Un groupe peut-il survivre au départ de son chanteur ? Certains s’y sont risqués avec succès et pour d’autres, cela a été synonyme de gros échec. Les suédois d’Agent Side Grinder ont vu leur charismatique chanteur Kristoffer Grip, dont la voix caverneuse faisait partie de l’ADN du groupe, quitter le navire début 2017 avec deux autres membres du groupe. Le combo était alors dans une période faste suite au succès de ses deux derniers albums, Hardware (2012) et Alkimia (2015), et avait trouvé un équilibre musical en mêlant habilement la raideur du post-punk et les sonorités 80’s.

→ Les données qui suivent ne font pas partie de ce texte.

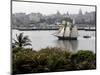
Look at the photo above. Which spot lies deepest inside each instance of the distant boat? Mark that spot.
(87, 36)
(68, 31)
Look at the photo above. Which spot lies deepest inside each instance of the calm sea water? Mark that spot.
(42, 39)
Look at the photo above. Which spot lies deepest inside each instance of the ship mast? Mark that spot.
(65, 25)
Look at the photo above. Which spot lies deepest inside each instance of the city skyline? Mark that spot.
(48, 9)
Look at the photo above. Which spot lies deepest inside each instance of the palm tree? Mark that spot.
(21, 40)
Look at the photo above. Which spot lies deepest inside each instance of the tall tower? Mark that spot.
(80, 12)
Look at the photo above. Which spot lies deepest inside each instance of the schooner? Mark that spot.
(67, 31)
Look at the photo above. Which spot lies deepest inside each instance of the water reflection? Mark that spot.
(71, 45)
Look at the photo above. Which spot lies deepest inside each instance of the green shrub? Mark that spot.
(51, 60)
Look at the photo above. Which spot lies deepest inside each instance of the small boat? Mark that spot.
(67, 31)
(87, 36)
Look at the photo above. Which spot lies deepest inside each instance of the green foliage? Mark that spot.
(51, 60)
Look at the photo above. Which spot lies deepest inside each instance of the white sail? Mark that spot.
(74, 32)
(67, 32)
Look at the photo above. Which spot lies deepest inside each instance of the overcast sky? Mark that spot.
(47, 9)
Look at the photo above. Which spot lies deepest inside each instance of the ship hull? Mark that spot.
(67, 38)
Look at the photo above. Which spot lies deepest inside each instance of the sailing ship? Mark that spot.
(67, 31)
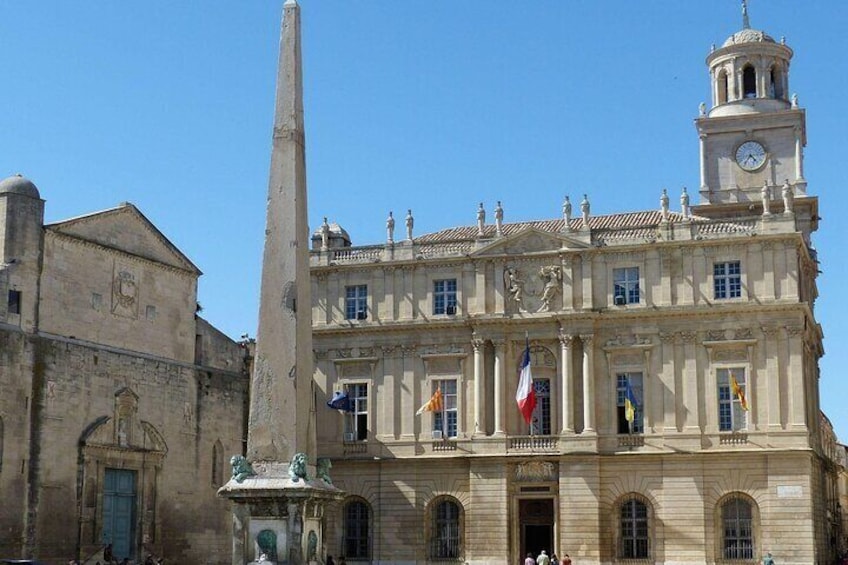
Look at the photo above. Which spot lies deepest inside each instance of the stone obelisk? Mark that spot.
(281, 394)
(278, 502)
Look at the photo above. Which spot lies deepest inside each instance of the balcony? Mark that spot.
(533, 444)
(735, 438)
(631, 440)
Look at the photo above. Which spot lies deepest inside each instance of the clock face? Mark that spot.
(751, 155)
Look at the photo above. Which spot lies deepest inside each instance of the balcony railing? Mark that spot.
(735, 438)
(533, 443)
(631, 440)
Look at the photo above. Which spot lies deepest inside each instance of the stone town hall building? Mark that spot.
(119, 404)
(683, 305)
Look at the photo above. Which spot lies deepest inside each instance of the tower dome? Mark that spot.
(749, 73)
(18, 184)
(748, 35)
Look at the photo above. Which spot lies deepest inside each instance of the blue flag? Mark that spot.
(340, 401)
(630, 403)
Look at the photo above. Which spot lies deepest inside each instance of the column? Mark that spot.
(799, 156)
(567, 386)
(690, 382)
(391, 294)
(407, 392)
(796, 391)
(499, 385)
(771, 373)
(588, 384)
(480, 288)
(477, 344)
(586, 275)
(667, 375)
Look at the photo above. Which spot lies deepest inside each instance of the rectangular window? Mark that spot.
(727, 280)
(444, 297)
(356, 422)
(624, 426)
(445, 421)
(732, 416)
(356, 302)
(14, 302)
(540, 424)
(626, 285)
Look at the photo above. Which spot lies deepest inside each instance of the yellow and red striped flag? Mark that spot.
(738, 392)
(432, 405)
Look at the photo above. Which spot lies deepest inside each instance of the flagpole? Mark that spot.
(444, 415)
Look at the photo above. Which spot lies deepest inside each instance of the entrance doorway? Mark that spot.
(119, 512)
(536, 518)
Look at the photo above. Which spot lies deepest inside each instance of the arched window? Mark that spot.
(357, 533)
(738, 533)
(445, 537)
(217, 464)
(634, 530)
(722, 87)
(749, 82)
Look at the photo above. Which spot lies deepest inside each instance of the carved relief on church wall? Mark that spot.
(535, 471)
(533, 287)
(125, 281)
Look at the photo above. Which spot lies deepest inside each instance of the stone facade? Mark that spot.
(120, 405)
(703, 318)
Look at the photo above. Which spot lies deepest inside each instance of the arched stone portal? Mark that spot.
(120, 461)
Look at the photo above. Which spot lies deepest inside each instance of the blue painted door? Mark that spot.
(119, 512)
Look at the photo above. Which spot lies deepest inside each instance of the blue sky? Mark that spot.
(433, 106)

Agent Side Grinder est à présent un trio, Johan Lange et Peter Fristedt sont les seuls rescapés de la formation originelle et c’est Emanuel Astrom qui assure désormais le chant. La nouvelle version du groupe est clairement orientée vers des sonorités plus électroniques, comme en témoignent les deux premiers singles « Doppelgänger » et « Stripdown » présentés bien en amont de la sortie de l’album, où la basse a été délaissée au profit des boucles minimalistes et des synthés. Le chant d’Emanuel Astrom est certes moins hanté que celui de son prédécesseur, mais il se marie plutôt bien avec cette nouvelle direction... même si sur ces deux premiers singles, elle ne parvient pas à convaincre pas totalement.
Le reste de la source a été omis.